|
|
|
Mathematical Methods in Statistics / Méthodes mathématiques en statistique Org: Russell Steele, Alain Vandal and/et David Wolfson (McGill)
- JEAN-FRANCOIS ANGERS, Dép. de math/stat, Université de Montréal, C. P. 6128
Succ. Centre-ville, Montréal, QC H3C 3J7
Mixture of Zero Inflated Densities
-
In several real life examples one encounters count data where the
number of zeros is such that usual discrete probability density
functions does not fit the data. Quite often the number of zeros is
large, and hence the data are zero-inflated. Furthermore, the
histogram is often multimodal indicating that the data may come from
different sub-populations. In such a situation, a zero inflated model
along with a mixture of discrete probability density functions can be
considered and a Bayesian analysis can be carried out. Using the EM
algorithm, Bayesian estimates and credibility intervals for the
different parameters are obtained. The proposed technique is
illustrated using a real life data set.
- MASOUD ASGHARIAN, McGill University
On the Singularities of the Information Matrix
-
The information matrix plays a central role when establishing
asymptotic normality of parameter estimates in problems of statistical
inference. One recurring condition for asymptotic normality is that
the information matrix be positive definite. For many problems,
however, this condition seems virtually impossible to verify. An
important class of models where this is the case, is the class of
mixture models for which the form of the information matrix prevents
the verification of this crucial condition. Using the Subimmersion
Theorem we show that under identifiability and Le Cam's smoothness
conditions the set of singularities of the information matrix is a
nowhere dense set. Under further conditions we demonstrate that this
set is also of measure zero, provided that the score function, when
considered as a function on a complex domain conformable with the
parameter space, is bounded by a statistic whose second moment exists.

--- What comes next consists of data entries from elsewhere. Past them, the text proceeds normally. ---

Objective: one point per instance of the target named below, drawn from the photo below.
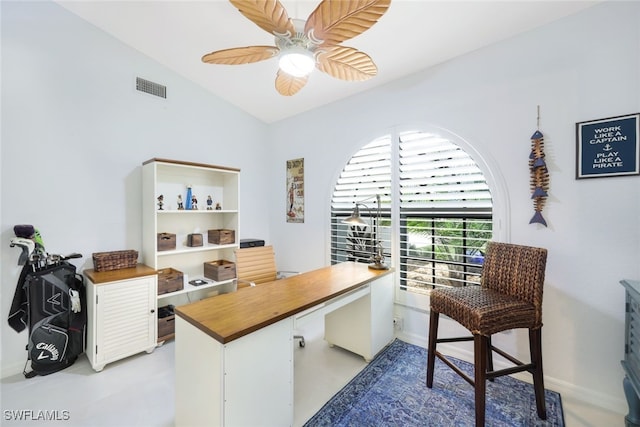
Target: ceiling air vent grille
(151, 88)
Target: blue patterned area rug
(391, 391)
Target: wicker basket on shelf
(116, 260)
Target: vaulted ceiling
(413, 35)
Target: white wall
(75, 133)
(580, 68)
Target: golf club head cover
(24, 230)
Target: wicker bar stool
(509, 297)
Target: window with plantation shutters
(445, 213)
(366, 176)
(435, 210)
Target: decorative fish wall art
(539, 177)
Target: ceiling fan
(303, 45)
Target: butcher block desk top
(230, 316)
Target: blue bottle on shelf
(187, 204)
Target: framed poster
(608, 147)
(295, 190)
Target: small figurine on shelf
(189, 197)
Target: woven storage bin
(169, 280)
(220, 270)
(117, 260)
(222, 237)
(166, 241)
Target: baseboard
(566, 390)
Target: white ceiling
(411, 36)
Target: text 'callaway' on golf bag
(50, 300)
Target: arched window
(435, 212)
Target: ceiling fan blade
(288, 85)
(269, 15)
(335, 21)
(241, 55)
(346, 63)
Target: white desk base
(249, 381)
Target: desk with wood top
(234, 352)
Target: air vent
(151, 88)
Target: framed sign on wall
(608, 147)
(295, 190)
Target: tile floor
(138, 391)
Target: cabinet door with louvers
(125, 319)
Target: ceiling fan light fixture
(297, 61)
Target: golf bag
(50, 300)
(57, 318)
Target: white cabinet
(121, 314)
(170, 179)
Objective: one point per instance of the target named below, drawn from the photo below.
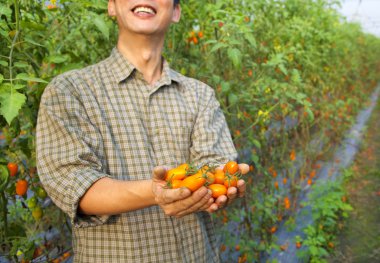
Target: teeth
(144, 9)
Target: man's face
(149, 17)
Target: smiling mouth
(144, 10)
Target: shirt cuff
(82, 181)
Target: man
(102, 131)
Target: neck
(144, 52)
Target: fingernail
(203, 192)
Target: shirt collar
(122, 68)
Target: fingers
(159, 173)
(244, 168)
(168, 196)
(199, 200)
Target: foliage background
(283, 71)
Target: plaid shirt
(106, 121)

We also study the measure of this set when parameter orthogonality is
possible. In particular, it is shown that one can find a
reparameterization under which the set of singularities of the
information matrix is nowhere dense and of measure zero set, provided
that parameter orthogonality is possible. Our results, therefore,
suggest that in problems for which the tangible conditions of
identifiability and smoothness may be assumed, positive definiteness
of the information matrix "rarely" fails to hold.
- CHRISTIAN GENEST, Université Laval, Québec, Canada G1K 7P4
Testing independence revisited / Un nouveau regard sur les
tests d'indépendance
-
Testing independence is a time-honored problem in statistics. This
issue will be revisited here in the light of the theory of copulas.

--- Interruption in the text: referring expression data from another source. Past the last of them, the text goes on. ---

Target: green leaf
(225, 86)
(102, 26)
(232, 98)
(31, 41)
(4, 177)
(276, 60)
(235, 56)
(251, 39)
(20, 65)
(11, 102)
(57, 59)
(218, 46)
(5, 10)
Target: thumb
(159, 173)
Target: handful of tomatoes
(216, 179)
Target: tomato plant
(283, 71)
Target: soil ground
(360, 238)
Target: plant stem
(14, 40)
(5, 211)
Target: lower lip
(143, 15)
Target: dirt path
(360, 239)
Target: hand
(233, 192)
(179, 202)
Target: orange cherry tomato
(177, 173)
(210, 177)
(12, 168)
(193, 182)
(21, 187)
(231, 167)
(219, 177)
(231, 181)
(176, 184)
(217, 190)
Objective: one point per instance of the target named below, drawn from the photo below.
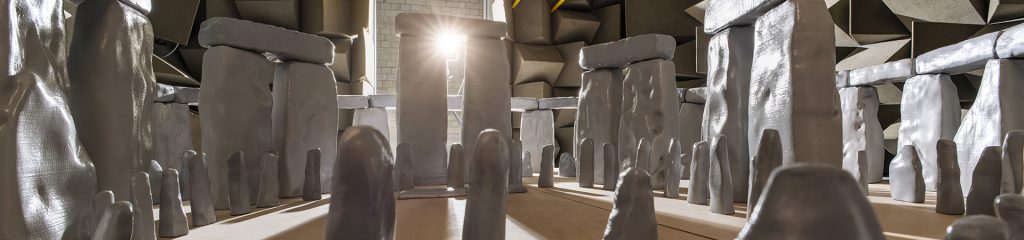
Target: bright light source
(451, 44)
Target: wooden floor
(565, 211)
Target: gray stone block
(965, 56)
(284, 44)
(620, 53)
(569, 26)
(237, 111)
(535, 64)
(791, 90)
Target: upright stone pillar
(729, 61)
(930, 112)
(39, 145)
(792, 83)
(112, 89)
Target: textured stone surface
(547, 177)
(143, 227)
(884, 73)
(996, 111)
(697, 193)
(597, 116)
(304, 118)
(729, 55)
(849, 214)
(311, 186)
(965, 56)
(268, 192)
(620, 53)
(536, 64)
(768, 157)
(794, 51)
(284, 44)
(486, 91)
(930, 112)
(202, 197)
(949, 198)
(977, 228)
(538, 131)
(238, 185)
(720, 177)
(905, 176)
(862, 131)
(172, 214)
(1010, 208)
(237, 111)
(650, 110)
(111, 89)
(985, 185)
(633, 210)
(485, 201)
(115, 221)
(363, 200)
(422, 113)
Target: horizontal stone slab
(283, 43)
(558, 103)
(620, 53)
(881, 74)
(724, 13)
(426, 24)
(965, 56)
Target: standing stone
(172, 214)
(363, 199)
(1013, 162)
(404, 170)
(848, 214)
(720, 178)
(597, 115)
(156, 176)
(37, 129)
(650, 110)
(485, 200)
(457, 166)
(978, 228)
(794, 54)
(547, 178)
(905, 176)
(311, 188)
(238, 186)
(610, 167)
(113, 225)
(202, 201)
(269, 188)
(697, 191)
(674, 174)
(996, 111)
(729, 54)
(949, 199)
(768, 157)
(1010, 208)
(538, 130)
(515, 167)
(930, 111)
(112, 89)
(862, 131)
(633, 210)
(586, 153)
(305, 117)
(142, 227)
(237, 111)
(985, 185)
(566, 165)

It will be argued that outside the normal paradigm, effective tests of
independence should be rank-based, and that nonparametric tests of
independence yield most powerful and robust procedures that those
based on the likelihood. The small- and large-sample properties of
locally most powerful procedures will be compared to those of standard
tests, notably through the notion of Pitman's asymptotic relative
efficiency. Tests based on Cramér-von Mises and Kolmogorov-Smirnov
functionals of Deheuvels' empirical copula process will also be
considered. This presentation will be based on joint work with
J.-F. Quessy, B. Rémillard, and F. Verret.
Le problème de tester l'indépendance est classique en statistique.
La question sera abordée ici sous l'angle de la théorie des
copules. On fera valoir qu'en dehors du cadre normal, tout bon test
d'indépendance devrait être fondé sur les rangs des observations
et qu'à cet égard, les procédures non paramétriques sont
généralement plus puissantes et robustes que celles qui s'appuient
sur la vraisemblance. Le comportement de tests de rangs localement
les plus puissants sera comparé à celui de procédures
classiques, tant dans de petits que de grands échantillons,
notamment au moyen de la notion d'efficacité relative asymptotique
de Pitman. On s'intéressera en outre à des tests construits à
partir de fonctionnelles de type Cramér-von Mises et
Kolmogorov-Smirnov du processus de copule expérimental de Deheuvels.
Cette présentation s'appuie sur des travaux réalisés en
collaboration avec J.-F. Quessy, B. Rémillard et F. Verret.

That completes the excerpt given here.